Prof. Sen: Der Islam kennt eigentlich keine Organisationen nach kirchlichem Vorbild. Der türkische Islam wird in Deutschland von elf Organisationen vertreten. Aber als Vertreter des Islam in Deutschland sehe ich keine der etablierten Organisationen. Meiner Ansicht nach kann der Zentralrat der Muslime nicht für den Islam sprechen, weil ihm nur 20.000 Gemeindemitglieder angehören. Der Islamrat vertritt vielleicht 30.000 Muslime. Wir haben aber fast 3,5 Millionen Muslime in Deutschland. Meiner Ansicht nach wäre eine proportionial besetzte Arbeitsgemeinschaft, die für die Muslime sprechen kann, am besten. So wie es in Frankreich einen Rat der Muslime gibt, der sich ebenfalls nach der Stärke der Organisationen zusammensetzt. Dies ist meiner Meinung nach der einzige demokratische Weg, denn ich gehe davon aus, dass kein einziger türkischer Muslim sich durch den Zentralrat vertreten fühlt, und nur sehr wenige türkische Muslime durch den Islamrat. Wer vertritt z.B. die 600.000 türkischen Muslime, die sich DITIB zugehörig fühlen? DITIB ist eine vom türkischen Staat gesteuerte Organisation und kann daher nicht als Migrantenorganisation gesehen werden.
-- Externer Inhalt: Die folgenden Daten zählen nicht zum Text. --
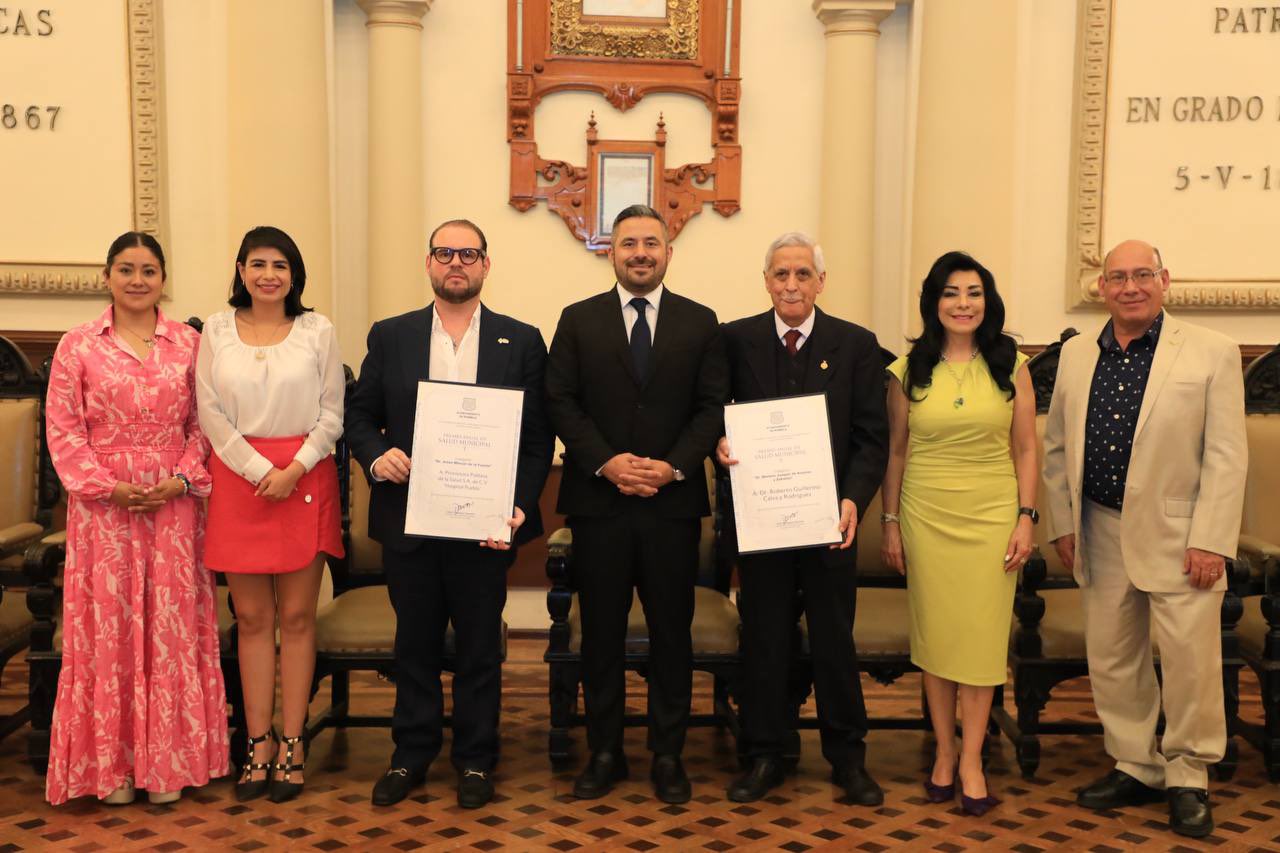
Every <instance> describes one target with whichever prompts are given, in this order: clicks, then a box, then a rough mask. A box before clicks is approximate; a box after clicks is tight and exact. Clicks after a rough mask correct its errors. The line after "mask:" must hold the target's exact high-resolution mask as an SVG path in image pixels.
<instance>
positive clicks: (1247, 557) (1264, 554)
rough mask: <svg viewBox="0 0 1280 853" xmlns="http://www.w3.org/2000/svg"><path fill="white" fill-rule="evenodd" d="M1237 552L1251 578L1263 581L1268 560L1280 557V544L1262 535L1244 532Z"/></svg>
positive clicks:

Islamische Zeitung: Was kann das Zentrum für Türkeistudien forschend oder beratend für die Muslime in Deutschland beitragen?

Prof. Sen: Wir haben gerade für die EU eine Studie zum „Euro-Islam“ abgeschlossen. Der Begriff ist natürlich irreführend. Es gibt 56 islamisch geprägte Staaten auf der Welt mit 1,2 Milliarden Menschen. Natürlich ist der Islam einheitlich, es gibt nur einen Islam. Aber der Islam nimmt auch die kulturellen Gegebenheiten des jeweiligen Landes auf. Wie man in Senegal den Islam lebt und wie im Iran, ist ganz verschieden. Es gibt in Europa auch eine neue Form des Islam. Die Muslime in der Europäischen Union leben nach den Normen der industriellen Leistungsgesellschaft. Sie sind absolut loyal zu den Verfassungen der Staaten, in denen sie leben. Sie haben die Demokratie voll akzeptiert, und Pluralismus ist ein Bestandteil ihrer Lebensphilosophie geworden. Sie sind mehr säkulare Muslime und leben nicht voll nach den Normen der Scharia, das ist eine neue Entwicklung. Die europäische und die deutsche Gesellschaft muss sich darauf vorbereiten und die entsprechenden Schritte unternehmen. Ein weiterer Schritt, an dem wir zur Zeit in Zusammenarbeit mit der Landesregierung arbeiten, ist der islamische Religionsunterricht an Schulen in Nordrhein-Westfalen. Dieser soll in deutscher Sprache stattfinden und innerhalb der regulären Unterrichtszeiten. Es soll eine Curriculum-Entwicklungsgruppe geben, bei der Vertreter der Regierung und der Ministerien, Migrantenvertreter sowie Experten aus den Herkunftsländern mitwirken. Und wir setzen uns dafür ein, dass in Nordrhein-Westfalen Lehrstühle zur Ausbildung von Lehrkräften für den islamischen Religionsunterricht eingerichtet werden, damit die Lehrer, die hier islamischen Religionsunterricht geben, nicht aus den Herkunftsländern kommen, sondern es sollen junge Studenten sein, Türken, Araber oder andere, die hier groß geworden sind. Wir haben hier in NRW 31.000 türkischstämmige Studenten. Davon studieren 6.000 Jura, womit sie keine Berufsperspektive haben. Warum sollen davon nicht 300 oder 400 den Studiengang Islamwissenschaften studieren und hier als Lehrer tätig sein?

Islamische Zeitung: Herr Prof. Sen, wir bedanken uns für das Gespräch.